Titre : La vengeance de Sebastian Michaelis

Disclaimer : Kuroshitsuji est la propriété de Toboso Yana et Square Enix

Pairing : Sebastian x Ciel et un peu de Sebastian x Grell

Rating : M

Merci à tous pour vos reviews, vraiment ça me fait très plaisir. J'espère que la suite vous plaira...Quand j'ai écris ça j'étais malade donc j'espère que c'est pas trop bâclé ni bourré de fautes d'orthographes...

Réponses aux reviews anonymes :

xran : eeuuuh non absolument pas, je me suis juste inspirée de l'épisode en question où Ciel fait cette promesse à Grell. Tu me fais peur là !

gynny : merci beaucoup ^^ Voilà la suite !

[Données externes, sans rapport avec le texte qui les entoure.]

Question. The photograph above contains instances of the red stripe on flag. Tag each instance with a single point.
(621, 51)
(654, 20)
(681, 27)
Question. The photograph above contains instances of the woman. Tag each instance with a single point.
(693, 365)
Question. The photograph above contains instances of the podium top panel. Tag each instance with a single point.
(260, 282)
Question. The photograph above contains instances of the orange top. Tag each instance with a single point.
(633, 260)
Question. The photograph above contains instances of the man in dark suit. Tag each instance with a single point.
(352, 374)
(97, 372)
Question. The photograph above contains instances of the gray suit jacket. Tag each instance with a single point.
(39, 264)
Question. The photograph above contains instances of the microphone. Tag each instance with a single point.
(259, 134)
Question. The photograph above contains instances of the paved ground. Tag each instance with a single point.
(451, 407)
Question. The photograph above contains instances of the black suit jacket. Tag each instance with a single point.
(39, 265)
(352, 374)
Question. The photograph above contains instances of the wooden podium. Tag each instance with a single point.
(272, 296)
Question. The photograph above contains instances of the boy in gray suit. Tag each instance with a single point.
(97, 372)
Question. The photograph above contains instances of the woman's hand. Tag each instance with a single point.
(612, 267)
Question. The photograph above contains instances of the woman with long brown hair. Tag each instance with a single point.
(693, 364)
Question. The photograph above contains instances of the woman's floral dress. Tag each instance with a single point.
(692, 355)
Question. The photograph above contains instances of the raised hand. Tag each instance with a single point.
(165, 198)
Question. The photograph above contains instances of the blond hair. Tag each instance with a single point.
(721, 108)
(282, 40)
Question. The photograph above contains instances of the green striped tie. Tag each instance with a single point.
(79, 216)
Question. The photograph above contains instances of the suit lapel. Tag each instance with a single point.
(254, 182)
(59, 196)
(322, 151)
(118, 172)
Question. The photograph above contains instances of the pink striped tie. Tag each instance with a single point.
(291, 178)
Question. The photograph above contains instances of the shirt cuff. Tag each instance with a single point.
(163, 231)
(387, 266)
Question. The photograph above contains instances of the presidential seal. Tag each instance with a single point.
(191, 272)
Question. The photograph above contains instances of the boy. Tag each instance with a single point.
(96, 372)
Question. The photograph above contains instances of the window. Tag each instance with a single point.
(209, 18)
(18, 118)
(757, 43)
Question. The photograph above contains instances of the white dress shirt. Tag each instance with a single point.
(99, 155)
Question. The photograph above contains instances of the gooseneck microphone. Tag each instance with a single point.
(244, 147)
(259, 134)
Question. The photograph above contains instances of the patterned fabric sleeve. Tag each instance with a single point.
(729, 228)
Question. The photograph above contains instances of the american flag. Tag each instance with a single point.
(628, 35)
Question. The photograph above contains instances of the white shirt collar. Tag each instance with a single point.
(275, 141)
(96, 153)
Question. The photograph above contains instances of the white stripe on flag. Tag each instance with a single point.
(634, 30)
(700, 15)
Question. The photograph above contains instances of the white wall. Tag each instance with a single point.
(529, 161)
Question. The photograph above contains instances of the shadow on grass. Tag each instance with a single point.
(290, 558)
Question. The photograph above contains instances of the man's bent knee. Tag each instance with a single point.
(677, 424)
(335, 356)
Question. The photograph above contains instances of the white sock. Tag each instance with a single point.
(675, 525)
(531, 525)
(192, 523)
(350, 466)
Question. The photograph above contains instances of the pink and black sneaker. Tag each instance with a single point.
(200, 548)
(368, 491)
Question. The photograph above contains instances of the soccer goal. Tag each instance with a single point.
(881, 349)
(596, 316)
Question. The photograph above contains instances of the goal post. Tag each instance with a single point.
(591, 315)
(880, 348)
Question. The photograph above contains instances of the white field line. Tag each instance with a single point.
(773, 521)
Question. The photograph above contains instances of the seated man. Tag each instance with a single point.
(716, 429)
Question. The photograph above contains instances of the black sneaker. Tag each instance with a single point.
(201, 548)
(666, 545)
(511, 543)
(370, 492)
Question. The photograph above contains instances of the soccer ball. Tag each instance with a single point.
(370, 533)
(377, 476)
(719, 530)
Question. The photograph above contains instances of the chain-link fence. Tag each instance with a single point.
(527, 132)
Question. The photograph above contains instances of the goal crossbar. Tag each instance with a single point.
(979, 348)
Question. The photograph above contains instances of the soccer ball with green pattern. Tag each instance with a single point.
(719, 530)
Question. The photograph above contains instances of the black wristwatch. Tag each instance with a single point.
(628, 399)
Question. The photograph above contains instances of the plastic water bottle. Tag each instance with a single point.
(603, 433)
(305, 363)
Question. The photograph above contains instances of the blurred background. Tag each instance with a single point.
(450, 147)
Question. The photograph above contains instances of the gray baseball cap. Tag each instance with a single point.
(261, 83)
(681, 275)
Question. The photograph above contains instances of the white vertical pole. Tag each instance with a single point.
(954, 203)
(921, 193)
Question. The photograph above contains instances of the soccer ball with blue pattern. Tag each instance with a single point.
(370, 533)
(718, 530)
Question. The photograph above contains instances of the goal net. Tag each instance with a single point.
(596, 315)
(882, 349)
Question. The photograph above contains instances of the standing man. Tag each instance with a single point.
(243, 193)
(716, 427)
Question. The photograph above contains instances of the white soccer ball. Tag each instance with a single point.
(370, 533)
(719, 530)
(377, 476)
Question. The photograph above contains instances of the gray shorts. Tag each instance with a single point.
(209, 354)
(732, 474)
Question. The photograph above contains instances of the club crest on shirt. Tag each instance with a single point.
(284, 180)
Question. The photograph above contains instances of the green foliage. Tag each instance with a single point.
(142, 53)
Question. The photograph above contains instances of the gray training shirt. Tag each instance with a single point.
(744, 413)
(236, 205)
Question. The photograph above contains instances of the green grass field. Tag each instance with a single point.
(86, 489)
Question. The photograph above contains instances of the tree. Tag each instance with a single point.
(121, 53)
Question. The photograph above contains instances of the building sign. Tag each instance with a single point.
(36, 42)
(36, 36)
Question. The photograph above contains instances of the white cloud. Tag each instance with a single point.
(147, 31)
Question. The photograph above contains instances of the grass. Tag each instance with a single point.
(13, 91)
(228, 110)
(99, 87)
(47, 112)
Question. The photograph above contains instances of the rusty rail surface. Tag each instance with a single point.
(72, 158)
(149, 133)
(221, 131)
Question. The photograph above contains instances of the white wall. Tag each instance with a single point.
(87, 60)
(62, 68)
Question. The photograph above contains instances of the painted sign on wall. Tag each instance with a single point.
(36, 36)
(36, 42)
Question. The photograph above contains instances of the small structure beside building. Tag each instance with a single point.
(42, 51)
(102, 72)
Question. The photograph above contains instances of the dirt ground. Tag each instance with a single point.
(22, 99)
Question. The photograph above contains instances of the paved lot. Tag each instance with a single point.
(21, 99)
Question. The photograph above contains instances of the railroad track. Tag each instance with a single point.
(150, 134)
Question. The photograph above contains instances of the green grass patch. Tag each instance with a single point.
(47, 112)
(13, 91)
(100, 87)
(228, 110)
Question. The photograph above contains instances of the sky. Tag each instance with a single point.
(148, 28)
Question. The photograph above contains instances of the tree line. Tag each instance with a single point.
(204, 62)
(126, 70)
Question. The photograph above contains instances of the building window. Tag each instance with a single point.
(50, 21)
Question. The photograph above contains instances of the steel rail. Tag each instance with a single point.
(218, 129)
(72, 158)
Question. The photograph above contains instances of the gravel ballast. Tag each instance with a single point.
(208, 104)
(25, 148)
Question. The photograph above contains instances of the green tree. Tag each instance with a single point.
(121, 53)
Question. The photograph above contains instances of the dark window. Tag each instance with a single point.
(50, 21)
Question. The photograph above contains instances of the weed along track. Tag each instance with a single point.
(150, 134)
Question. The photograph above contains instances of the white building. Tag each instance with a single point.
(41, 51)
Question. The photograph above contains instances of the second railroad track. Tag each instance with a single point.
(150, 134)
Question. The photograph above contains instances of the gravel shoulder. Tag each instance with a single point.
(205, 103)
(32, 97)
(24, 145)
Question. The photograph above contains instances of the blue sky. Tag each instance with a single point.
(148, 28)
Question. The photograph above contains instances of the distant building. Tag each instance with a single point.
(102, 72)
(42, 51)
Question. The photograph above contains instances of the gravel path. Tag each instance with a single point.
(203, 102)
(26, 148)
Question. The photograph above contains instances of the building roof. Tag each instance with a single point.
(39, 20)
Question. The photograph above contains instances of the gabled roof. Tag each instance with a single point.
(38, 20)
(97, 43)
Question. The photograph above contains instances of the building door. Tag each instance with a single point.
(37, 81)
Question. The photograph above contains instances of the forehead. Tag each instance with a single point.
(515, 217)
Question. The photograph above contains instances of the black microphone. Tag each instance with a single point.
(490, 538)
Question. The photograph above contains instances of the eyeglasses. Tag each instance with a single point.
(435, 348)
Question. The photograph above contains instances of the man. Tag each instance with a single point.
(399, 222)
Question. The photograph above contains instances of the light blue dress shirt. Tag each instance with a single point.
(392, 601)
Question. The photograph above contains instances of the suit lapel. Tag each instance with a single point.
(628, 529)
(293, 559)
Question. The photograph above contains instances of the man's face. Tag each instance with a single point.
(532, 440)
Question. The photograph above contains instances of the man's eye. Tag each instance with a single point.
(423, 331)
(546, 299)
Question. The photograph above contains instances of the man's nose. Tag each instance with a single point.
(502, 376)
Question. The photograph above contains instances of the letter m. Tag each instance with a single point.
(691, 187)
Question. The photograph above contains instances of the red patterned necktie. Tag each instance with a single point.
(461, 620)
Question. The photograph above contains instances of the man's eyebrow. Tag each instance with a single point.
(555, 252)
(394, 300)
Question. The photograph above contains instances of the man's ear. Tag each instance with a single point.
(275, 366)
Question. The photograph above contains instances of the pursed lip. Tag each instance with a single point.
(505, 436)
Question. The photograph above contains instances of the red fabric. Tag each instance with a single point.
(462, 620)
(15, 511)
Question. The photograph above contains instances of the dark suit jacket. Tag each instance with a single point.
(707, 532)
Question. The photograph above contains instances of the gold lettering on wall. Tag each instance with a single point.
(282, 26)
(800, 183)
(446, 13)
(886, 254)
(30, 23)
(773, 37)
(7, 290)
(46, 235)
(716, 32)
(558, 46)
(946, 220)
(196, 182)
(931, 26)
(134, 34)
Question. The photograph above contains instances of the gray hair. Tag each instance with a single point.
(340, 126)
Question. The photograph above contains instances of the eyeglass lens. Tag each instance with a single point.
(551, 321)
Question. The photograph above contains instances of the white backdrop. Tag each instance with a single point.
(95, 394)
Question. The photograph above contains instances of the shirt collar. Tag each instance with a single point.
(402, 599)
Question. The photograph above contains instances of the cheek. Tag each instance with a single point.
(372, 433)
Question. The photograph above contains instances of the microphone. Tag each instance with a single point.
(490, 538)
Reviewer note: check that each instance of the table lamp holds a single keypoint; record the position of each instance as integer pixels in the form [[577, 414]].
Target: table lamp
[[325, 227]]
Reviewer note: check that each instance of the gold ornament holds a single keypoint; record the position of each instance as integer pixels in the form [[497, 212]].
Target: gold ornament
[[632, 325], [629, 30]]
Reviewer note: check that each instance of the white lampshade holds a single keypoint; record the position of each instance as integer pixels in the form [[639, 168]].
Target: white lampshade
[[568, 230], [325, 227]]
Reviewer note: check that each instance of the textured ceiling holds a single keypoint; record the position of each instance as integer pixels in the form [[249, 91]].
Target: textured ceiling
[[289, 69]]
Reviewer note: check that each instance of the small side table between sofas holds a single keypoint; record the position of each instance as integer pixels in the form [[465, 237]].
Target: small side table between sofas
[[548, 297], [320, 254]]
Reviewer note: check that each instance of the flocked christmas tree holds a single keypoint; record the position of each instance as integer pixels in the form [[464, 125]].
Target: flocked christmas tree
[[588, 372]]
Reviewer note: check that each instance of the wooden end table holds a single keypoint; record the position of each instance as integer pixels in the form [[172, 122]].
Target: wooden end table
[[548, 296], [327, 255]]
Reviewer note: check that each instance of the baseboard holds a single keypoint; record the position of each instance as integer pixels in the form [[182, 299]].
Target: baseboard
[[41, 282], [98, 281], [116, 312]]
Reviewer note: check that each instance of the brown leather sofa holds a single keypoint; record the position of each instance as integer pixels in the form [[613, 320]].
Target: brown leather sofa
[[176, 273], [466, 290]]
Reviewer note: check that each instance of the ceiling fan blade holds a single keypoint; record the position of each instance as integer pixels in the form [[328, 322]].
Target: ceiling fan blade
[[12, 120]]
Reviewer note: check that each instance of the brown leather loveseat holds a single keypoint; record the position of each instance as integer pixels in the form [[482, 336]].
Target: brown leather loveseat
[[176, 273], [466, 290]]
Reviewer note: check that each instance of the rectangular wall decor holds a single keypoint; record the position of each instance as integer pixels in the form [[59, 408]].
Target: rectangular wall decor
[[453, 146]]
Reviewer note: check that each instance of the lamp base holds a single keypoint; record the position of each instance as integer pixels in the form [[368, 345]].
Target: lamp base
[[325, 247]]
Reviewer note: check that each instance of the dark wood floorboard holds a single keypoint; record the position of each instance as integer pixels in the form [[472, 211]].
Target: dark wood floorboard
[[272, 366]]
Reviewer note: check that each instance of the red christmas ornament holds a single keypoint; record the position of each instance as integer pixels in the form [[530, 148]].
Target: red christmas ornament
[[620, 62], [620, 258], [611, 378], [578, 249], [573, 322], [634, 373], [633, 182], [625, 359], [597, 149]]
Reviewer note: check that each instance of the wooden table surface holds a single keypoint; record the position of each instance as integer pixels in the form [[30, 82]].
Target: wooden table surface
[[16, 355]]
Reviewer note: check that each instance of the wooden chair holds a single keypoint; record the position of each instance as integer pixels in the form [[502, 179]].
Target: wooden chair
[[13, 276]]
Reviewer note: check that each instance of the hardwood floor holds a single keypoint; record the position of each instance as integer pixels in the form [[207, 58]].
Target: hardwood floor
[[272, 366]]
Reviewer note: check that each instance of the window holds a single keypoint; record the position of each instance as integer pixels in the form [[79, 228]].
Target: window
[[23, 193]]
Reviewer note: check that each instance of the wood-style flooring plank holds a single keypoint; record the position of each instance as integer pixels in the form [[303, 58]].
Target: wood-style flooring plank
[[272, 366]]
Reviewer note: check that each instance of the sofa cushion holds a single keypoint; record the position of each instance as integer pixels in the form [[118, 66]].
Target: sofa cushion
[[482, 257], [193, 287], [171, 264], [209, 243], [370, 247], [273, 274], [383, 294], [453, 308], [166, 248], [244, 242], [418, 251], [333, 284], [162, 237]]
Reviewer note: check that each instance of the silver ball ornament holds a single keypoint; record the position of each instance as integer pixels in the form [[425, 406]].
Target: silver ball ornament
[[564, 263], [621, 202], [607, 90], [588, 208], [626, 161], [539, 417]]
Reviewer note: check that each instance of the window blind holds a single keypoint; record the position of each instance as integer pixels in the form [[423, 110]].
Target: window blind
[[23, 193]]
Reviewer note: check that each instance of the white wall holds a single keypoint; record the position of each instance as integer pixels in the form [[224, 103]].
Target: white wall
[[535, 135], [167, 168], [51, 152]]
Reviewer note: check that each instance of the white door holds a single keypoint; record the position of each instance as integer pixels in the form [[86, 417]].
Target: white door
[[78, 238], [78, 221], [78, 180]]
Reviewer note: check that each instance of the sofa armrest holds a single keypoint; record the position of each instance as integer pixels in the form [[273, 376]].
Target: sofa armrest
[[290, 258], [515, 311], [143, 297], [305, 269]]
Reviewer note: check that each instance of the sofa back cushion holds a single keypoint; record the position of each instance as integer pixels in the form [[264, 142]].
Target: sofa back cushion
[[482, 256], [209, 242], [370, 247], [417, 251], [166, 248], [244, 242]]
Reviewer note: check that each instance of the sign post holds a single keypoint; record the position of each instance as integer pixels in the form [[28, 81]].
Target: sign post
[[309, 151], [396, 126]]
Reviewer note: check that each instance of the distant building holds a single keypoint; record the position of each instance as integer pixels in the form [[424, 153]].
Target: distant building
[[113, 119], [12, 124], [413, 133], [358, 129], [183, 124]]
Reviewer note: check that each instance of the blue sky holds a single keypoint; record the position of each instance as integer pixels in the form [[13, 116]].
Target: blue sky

Le jour même, Ciel décida que Meirin s'occuperait de l'habiller le matin. Il était absolument hors de question que le démon repose un pied dans sa chambre. La domestique fut très étonné de ce changement. Sebastian était la perle des majordomes et elle même était bien maladroite. Elle eu d'ailleurs beaucoup de mal à habiller le jeune comte. N'y voyant rien, elle mit 5 bonnes minutes avant d'arriver à nouer le cache œil de Ciel. Mais il valait mieux ça que d'apparaitre nu devant Sebastian. Meirin ne remarqua pas la tâche humide sur la chemise de nuit et ne posa pas de question quand le jeune maître lui ordonna de la mettre à laver.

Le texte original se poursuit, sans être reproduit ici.